Location: Water Quality and Ecology Research

Title: To model or measure: estimating gas exchange to measure metabolism in shallow, low gradient stream habitats

Author
item Nifong, Rachel
item Taylor, Jason
item Witthaus, Lindsey

Submitted to: Freshwater Science
Publication Type: Peer Reviewed Journal
Publication Acceptance Date: 9/26/2019
Publication Date: 12/17/2019
Citation: Nifong, R.L., Taylor, J.M., Yasarer, L.M. 2019. To model or measure: estimating gas exchange to measure metabolism in shallow, low gradient stream habitats. Freshwater Science. 39(1):70-85. https://doi.org/10.1086/707460.
DOI: https://doi.org/10.1086/707460

Interpretive Summary: Stream metabolism is an important measure of stream ecosystem health and can help evaluate responses to reduction in agricultural runoff to the Nation’s streams. Measuring stream metabolism is based on measuring daily patterns in dissolved oxygen, a key limiting factor to aquatic life in freshwater lakes and rivers. A critical variable necessary to measure stream metabolism is the rate of gas transfer from water to the atmosphere based on temperature and barometric pressure. Unfortunately this variable is very difficult to measure. ARS scientists conducted a study comparing novel approaches to measure gas transfer with the purpose of refining methods for estimated stream metabolism responses to implementation of agricultural best management practices. Results indicate that different approaches to measuring gas transfer produce similar results in shallow vegetated streams. However, in unvegetated streams, modeling approaches to estimating gas transfer produced much higher estimates compared to direct measurements, and these inconsistencies impacted measures of stream metabolism. Therefore it is recommended that when using stream metabolism as a measure of stream health, water resource scientists should measure gas transfer in shallow low gradient streams and ditches, a dominant feature in agricultural landscapes. These results should be of interest to both scientists and agricultural land managers as they work to ensure sustainable agricultural production and resource use.

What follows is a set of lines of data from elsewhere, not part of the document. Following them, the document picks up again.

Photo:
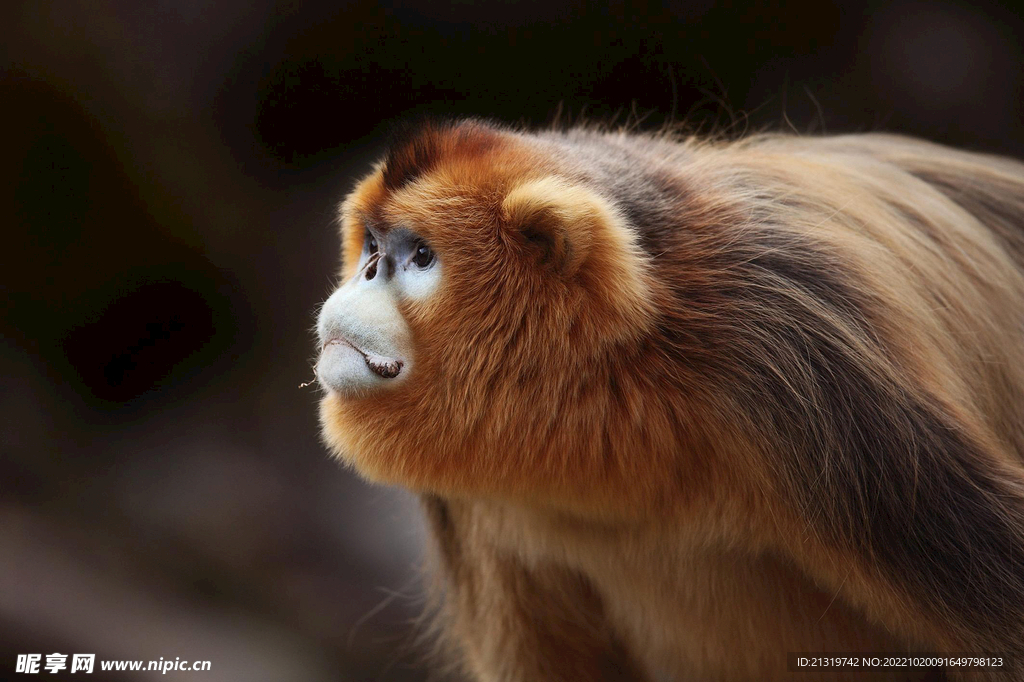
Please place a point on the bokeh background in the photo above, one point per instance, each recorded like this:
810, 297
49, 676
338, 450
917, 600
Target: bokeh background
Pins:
170, 175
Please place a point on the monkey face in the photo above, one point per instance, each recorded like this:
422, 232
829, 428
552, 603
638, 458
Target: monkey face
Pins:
485, 293
365, 340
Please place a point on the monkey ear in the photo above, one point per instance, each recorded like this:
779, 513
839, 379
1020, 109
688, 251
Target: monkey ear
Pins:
559, 221
580, 236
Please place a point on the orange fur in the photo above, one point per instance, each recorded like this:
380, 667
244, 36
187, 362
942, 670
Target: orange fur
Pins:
681, 408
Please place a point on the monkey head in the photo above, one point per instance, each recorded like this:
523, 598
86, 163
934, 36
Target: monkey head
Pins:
488, 295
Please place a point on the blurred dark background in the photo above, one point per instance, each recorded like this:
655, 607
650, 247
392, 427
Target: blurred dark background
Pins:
171, 171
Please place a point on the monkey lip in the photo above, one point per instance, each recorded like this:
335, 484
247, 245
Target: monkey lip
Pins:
386, 368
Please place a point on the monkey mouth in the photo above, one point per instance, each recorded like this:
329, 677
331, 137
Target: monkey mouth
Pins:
386, 368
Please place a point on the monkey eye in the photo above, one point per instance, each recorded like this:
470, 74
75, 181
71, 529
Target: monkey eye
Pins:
423, 257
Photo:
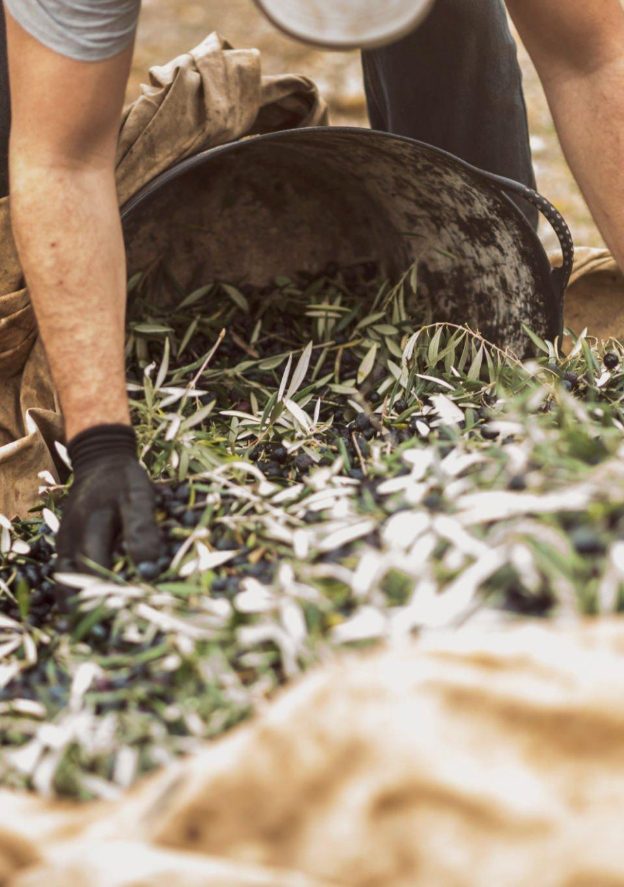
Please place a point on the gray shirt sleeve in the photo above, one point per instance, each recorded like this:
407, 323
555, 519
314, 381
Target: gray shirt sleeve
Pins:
85, 30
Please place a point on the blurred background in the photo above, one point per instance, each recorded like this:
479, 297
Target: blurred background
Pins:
169, 27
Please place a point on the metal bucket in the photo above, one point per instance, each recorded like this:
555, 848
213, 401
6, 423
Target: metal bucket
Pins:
298, 200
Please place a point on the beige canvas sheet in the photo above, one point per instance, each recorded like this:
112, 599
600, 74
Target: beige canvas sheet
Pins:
477, 758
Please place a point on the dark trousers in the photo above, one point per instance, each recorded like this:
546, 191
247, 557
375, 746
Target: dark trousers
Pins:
456, 84
5, 109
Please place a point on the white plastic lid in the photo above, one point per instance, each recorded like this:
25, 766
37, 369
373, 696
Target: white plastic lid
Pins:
346, 24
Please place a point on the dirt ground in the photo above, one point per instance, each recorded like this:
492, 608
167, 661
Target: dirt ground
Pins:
169, 27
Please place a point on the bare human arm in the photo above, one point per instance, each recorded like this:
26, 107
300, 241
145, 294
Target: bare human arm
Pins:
578, 50
66, 221
67, 229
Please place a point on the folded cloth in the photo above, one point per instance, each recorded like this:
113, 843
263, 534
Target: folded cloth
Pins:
595, 296
209, 96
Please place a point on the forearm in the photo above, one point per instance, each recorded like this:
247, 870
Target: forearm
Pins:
588, 110
578, 50
68, 234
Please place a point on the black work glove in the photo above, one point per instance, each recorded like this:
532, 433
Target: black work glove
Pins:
111, 500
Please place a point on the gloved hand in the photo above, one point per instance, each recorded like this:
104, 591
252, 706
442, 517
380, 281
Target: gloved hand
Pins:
111, 499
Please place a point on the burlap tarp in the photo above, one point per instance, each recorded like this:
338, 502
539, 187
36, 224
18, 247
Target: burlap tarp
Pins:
204, 98
483, 757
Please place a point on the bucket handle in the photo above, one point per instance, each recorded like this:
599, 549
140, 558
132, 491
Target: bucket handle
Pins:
560, 275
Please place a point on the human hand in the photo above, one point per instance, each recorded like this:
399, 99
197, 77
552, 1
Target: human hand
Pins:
111, 500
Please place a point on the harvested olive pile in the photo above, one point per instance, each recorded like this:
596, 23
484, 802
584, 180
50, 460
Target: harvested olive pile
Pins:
329, 472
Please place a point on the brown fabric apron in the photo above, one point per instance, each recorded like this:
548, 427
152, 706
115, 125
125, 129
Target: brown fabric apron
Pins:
204, 98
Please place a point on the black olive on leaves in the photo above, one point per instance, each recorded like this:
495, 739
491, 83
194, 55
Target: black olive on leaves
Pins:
280, 454
517, 482
433, 502
587, 541
303, 462
362, 422
148, 570
356, 473
490, 433
611, 360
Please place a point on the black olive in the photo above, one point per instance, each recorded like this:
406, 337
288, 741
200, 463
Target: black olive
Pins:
356, 473
148, 570
587, 541
280, 454
303, 462
433, 502
611, 360
183, 493
517, 482
490, 433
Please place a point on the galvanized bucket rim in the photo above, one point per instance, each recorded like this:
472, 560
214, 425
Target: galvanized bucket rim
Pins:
557, 278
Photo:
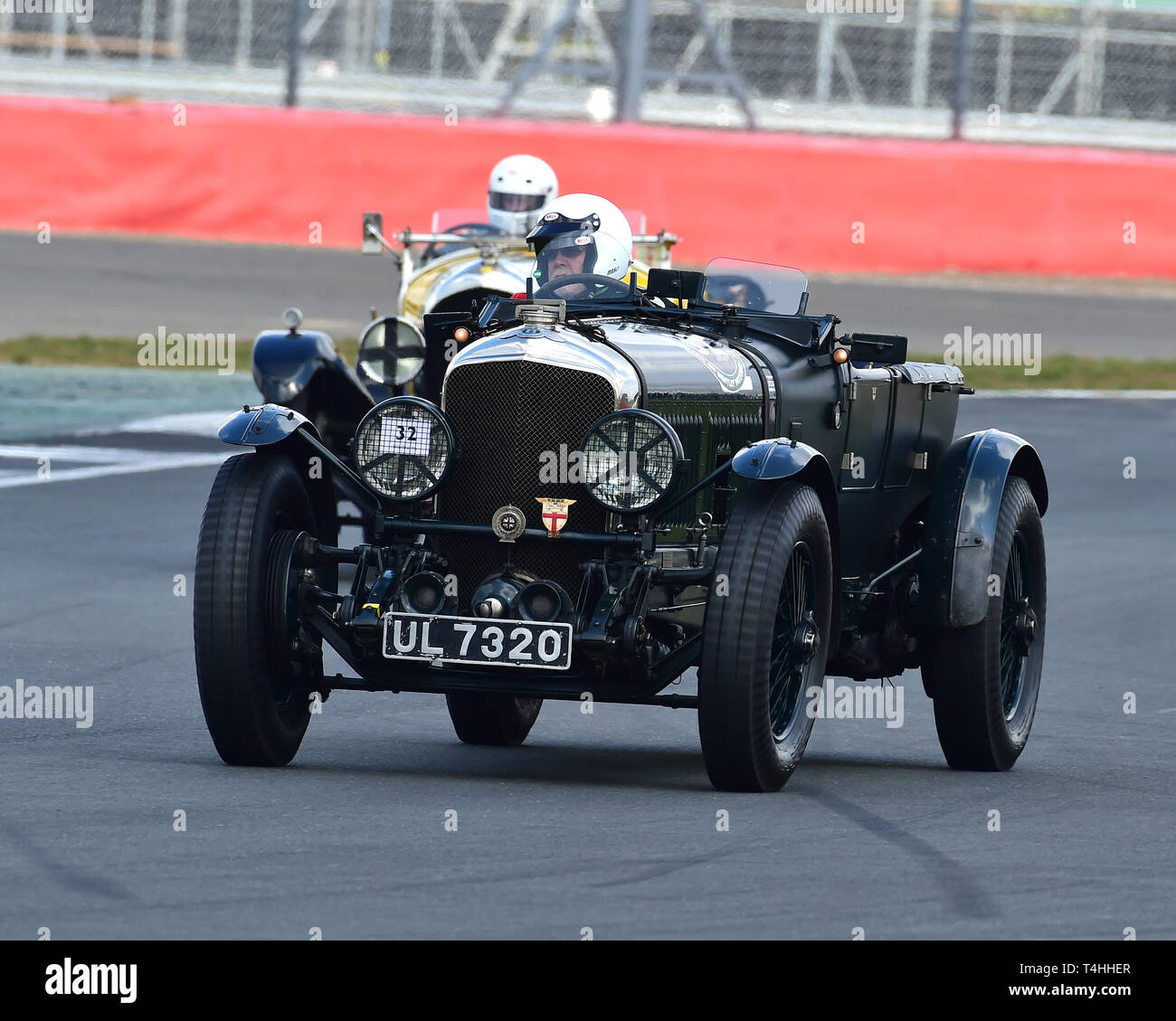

Technical Abstract: Stream metabolism is an important metric of ecosystem function. Accurate estimates of gross primary production (GPP) and respiration (ER) require estimates of rates of gas transfer at the surface water interface as inputs to metabolism models. Recent advances in methods to quantify gas exchange include the use of argon tracer tests for direct measurements and inverse modeling methods to simultaneously solve for GPP, ER, and gas exchange rate, K (d-1). However, a comparison of these methods and the resulting effects on ecosystem metabolism is lacking. We compared these methods in both vegetated and unvegetated open canopy, shallow, low-gradient streams experiencing a range in hydrologic conditions. Methods largely agreed for estimates of gas exchange in vegetated streams. In unvegetated streams, we observed higher estimates for K based on inverse modeling methods compared to measured K and inconsistencies in K propagated to GPP and ER estimates. Despite this, linear relationships between ER and GPP were not significantly different among methods of estimating gas exchange for vegetated or unvegetated streams. This study demonstrates that given high GPP and low gas transfer in shallow, low-gradient, open canopy streams, practitioners can consider inverse modeling approaches to estimate gas exchange rates within these habitats. This is especially apparent in vegetated streams where considerable agreement among methods for incorporating K into metabolism estimates was observed. In unvegetated streams, model fits struggled to replicate dissolved O2 data and metabolism estimates based on modeled K trended higher, indicating that reliable estimates in these dynamic habitats can be hindered by uncertainty in measured K in low gas transfer environments and processing errors in existing models.